When you boil it down, there are only two energy-related responses to Russia’s war on Ukraine. First, there’s a big push to find sources of crude oil, refined products, natural gas and NGLs to replace Russian supplies as quickly as possible. Second, governments on both sides of the Atlantic are scrambling to reaffirm and even expand commitments to lower-carbon energy sources to delink from Russian hydrocarbons as well as meet energy transition goals. Both raise the same question: How fast can the world bring online any new sources of energy on the scale needed? Policymakers would like to believe the answer can be found through the stroke of a legislative pen invoking aspirational language. No one doubts the power of that pen to create incentives or impediments. But the answer to that question is dictated by the realities of the physical world. In today’s RBN blog, we discuss the options for accelerating the availability of the minerals, metals and other materials needed to build the required machinery for the energy transition.

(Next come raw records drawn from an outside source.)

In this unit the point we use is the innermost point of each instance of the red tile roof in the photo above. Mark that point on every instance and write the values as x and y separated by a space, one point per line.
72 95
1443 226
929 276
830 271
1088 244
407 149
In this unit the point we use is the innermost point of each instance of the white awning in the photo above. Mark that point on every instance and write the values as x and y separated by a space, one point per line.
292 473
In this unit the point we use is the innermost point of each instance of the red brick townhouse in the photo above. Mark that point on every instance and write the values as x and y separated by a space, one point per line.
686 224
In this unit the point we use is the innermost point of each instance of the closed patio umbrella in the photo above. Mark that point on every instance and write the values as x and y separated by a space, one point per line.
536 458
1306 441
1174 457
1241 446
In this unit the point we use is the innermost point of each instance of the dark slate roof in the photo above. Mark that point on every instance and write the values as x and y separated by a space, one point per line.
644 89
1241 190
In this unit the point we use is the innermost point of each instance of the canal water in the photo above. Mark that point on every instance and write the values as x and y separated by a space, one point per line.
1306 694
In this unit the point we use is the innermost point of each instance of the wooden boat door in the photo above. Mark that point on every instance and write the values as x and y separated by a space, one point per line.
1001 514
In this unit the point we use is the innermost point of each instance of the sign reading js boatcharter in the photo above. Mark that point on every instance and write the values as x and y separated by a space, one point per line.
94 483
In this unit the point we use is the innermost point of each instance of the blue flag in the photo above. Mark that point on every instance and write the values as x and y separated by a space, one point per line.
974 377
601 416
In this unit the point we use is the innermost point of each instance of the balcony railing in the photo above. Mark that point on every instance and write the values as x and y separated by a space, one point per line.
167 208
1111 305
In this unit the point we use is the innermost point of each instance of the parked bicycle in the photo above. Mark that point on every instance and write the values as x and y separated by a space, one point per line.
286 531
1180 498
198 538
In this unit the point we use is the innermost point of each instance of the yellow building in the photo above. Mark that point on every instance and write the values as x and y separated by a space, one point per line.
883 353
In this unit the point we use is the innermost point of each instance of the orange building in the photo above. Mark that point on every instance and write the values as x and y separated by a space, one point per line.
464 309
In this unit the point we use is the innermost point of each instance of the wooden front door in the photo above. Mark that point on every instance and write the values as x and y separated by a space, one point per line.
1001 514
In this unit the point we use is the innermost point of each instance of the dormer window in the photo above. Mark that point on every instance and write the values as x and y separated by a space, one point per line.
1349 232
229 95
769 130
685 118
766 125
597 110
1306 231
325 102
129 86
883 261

As we said in Part 1, all the favored energy-transition technologies — solar, wind and batteries — require a lot more stuff to be mined, refined, fabricated and constructed to replace the same amount of energy provided by the hydrocarbon-based energy infrastructures that power the world today. In many cases, we’re talking about an unprecedented 3x to 70x increase over today’s use of not only a wide array of metals such as copper, nickel, aluminum, lithium and neodymium, but also a 10x jump in the use of basic materials such as steel, glass and concrete.
In Part 2, we looked at how the unprecedented rise in demand for key metals and minerals is inflating input prices and reversing the decade-long trend of falling costs for wind turbines, solar modules, and batteries. Mineral inflation also collaterally impacts the costs for everything else made from those same elements. How high and for how long prices go up will depend largely on whether transition policies continue to create ever-rising mineral demands because, as we explored in Part 3, the world’s miners and mineral refiners do not have sufficient capacity in place or planned, either for basic metals like copper and nickel or for more exotic elements such as lithium, cobalt and rare earths. Furthermore, the suite of energy transition minerals comes from a far smaller number of nations than now supply world oil markets, and many major producers are in places either unstable or unfriendly to the U.S. [In fact, just a few days ago the International Energy Agency (IEA) released a report acknowledging the risk posed by China’s dominance in solar supply chains.]